Thursday, April 17, 2008

Discovery

I just discovered something when I and my friends bought something to eat for lunch. I don't want to think bad but I think that there is really something wrong. When that incident happened I wasn't really that affected and I did not know what other things to think about aside from telling my _ about it. My friend was even more affected than me. I was trying to tell or convince myself that it wasn't really that bad but I just realized now that it wasn't good either. I wanted to tell _ but unfortunately I have no load so I can't text her. I will have to wait until I see her. Actually, I don't know how to say it to _ because I might make her cry. Maybe I will ask her first if it's ok to treat a friend like a lover?
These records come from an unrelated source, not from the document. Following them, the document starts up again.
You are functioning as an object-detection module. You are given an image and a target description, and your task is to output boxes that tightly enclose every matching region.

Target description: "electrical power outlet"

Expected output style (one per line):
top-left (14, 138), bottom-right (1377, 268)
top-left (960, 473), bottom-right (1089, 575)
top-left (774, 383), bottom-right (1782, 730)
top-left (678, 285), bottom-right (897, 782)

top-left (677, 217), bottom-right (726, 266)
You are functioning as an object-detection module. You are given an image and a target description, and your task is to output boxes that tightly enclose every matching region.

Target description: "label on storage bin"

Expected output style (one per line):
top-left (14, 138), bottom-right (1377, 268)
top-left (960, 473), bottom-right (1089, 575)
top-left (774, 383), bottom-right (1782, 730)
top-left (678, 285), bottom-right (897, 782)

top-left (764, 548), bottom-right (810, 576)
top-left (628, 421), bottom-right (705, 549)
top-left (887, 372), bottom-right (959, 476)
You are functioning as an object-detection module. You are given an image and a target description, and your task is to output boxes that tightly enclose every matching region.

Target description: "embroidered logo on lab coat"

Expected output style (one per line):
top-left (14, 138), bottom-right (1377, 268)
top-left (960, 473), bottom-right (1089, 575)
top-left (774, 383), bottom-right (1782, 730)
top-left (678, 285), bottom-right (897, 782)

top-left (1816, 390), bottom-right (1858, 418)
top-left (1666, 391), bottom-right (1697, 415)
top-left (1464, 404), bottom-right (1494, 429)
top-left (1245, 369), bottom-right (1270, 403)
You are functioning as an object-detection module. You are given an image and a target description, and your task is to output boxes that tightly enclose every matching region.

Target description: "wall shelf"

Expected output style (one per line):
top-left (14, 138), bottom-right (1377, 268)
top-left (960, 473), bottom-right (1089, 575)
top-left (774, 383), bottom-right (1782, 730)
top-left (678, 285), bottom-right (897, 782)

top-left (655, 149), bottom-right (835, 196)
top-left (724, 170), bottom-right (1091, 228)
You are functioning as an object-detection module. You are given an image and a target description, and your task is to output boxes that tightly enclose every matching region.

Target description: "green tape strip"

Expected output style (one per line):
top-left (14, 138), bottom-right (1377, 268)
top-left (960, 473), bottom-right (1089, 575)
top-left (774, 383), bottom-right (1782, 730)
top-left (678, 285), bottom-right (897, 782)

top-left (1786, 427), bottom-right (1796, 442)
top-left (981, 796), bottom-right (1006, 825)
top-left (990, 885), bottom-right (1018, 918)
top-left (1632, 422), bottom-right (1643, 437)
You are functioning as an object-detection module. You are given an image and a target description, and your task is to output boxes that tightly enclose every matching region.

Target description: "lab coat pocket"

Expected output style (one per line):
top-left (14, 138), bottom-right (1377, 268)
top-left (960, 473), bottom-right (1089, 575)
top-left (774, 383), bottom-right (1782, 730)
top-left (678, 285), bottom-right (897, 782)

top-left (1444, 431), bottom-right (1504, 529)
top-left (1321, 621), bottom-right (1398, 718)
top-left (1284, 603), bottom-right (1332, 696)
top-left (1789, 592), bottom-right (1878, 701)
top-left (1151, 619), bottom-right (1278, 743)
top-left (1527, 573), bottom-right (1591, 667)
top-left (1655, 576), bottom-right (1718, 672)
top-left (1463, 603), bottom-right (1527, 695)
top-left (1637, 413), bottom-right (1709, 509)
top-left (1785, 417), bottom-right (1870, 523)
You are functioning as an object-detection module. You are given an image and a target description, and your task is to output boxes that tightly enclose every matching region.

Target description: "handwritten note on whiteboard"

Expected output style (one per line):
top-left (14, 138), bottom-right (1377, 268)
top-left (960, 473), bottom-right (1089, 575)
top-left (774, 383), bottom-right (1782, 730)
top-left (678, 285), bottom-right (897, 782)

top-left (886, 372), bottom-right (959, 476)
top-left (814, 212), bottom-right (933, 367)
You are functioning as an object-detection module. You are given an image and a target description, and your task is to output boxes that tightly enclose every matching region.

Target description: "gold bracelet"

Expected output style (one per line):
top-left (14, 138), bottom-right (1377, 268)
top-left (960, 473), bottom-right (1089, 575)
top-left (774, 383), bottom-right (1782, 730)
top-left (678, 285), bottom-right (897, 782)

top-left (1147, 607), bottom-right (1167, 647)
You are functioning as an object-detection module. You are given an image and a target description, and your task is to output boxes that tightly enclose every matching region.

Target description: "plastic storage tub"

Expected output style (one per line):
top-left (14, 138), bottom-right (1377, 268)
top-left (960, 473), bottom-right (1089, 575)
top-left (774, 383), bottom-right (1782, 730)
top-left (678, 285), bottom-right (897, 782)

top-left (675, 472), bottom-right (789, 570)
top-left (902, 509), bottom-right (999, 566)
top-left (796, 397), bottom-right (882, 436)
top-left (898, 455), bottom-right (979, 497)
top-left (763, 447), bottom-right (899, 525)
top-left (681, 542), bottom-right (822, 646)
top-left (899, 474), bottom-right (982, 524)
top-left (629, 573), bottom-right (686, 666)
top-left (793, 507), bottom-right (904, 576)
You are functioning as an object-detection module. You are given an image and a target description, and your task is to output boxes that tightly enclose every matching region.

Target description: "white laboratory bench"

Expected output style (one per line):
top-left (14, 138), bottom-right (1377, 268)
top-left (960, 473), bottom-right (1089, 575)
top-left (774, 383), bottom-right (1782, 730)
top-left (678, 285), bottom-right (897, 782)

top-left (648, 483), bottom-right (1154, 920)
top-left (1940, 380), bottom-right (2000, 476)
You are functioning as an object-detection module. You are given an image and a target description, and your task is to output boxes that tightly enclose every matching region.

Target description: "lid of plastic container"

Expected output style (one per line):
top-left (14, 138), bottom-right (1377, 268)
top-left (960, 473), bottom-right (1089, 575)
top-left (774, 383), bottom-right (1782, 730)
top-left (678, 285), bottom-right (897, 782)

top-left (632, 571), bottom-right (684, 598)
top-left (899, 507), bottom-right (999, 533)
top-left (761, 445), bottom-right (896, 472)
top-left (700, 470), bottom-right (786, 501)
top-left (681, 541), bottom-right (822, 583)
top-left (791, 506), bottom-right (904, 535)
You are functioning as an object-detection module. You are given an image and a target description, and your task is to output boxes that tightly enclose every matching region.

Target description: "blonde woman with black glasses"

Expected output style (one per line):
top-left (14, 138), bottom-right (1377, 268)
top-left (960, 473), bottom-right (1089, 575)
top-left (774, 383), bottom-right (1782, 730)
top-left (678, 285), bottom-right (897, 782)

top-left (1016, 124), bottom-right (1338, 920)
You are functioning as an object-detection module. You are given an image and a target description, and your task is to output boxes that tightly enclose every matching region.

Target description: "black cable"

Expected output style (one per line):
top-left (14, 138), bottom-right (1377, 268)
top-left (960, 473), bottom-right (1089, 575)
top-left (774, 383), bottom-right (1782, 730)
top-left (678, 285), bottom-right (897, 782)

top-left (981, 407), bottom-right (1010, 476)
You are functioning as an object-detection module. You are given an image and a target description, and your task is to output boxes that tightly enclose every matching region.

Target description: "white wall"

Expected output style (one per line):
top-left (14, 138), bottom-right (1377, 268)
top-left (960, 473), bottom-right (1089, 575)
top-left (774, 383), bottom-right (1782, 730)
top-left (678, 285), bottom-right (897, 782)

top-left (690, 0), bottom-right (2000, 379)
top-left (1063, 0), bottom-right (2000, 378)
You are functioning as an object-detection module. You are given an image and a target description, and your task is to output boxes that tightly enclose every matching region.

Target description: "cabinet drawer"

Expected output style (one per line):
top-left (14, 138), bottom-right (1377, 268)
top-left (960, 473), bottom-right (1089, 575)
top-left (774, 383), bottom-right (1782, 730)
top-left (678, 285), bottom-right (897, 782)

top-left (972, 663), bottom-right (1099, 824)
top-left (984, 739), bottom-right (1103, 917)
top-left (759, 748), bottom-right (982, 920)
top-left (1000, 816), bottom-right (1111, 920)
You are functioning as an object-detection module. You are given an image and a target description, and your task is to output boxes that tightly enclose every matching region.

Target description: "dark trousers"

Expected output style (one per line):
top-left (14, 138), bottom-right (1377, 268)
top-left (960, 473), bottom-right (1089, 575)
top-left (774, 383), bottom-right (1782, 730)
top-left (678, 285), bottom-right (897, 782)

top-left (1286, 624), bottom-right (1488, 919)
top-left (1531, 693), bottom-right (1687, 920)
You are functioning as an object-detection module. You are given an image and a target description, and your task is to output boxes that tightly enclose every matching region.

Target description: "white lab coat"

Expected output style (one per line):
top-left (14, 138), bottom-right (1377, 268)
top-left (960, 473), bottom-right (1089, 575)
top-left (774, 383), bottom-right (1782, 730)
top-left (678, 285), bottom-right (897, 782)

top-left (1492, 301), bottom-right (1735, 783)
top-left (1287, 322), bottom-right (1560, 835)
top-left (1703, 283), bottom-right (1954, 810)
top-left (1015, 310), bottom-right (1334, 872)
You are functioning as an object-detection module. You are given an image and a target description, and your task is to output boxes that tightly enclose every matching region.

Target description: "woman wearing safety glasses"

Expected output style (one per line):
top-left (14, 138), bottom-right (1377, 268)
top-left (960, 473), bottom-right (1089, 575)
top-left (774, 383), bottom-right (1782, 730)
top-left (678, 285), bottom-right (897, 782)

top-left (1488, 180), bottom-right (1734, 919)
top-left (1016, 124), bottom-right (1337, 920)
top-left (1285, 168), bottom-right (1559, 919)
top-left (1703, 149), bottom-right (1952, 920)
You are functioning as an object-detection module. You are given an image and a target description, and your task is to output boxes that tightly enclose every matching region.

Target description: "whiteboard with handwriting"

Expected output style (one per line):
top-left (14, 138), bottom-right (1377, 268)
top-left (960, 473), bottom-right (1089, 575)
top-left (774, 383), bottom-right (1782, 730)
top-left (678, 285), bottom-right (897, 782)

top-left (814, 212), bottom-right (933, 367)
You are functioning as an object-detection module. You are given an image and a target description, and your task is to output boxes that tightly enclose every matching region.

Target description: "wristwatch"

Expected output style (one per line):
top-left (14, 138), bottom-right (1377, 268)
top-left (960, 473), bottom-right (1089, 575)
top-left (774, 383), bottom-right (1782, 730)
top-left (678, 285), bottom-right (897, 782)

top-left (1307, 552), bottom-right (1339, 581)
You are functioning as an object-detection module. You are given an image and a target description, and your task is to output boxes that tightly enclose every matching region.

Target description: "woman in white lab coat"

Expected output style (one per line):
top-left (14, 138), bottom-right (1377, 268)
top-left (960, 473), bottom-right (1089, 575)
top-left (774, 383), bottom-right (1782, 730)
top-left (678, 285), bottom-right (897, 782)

Or maybe I can ask her if she and her friends are like that? And then I will listen to her answers. And then I will tell her what I saw. I am in the internet cafe right now. I think before I go home I will buy something sweet for anti-depressant. I want to buy 4 bananas because that's what our teacher in psych told us for anti-depressant or if we are stressed out but then I am thinking that where in the hell would I buy 4 bananas? It's already 8:35 in the evening. So I can't buy it.
I'm not really a good comforter. Actually, I don't know what to say if someone has a problem. I will just accompany that someone without saying anything. I really don't know what to do. I hope this night will be okay. So Help me GOD.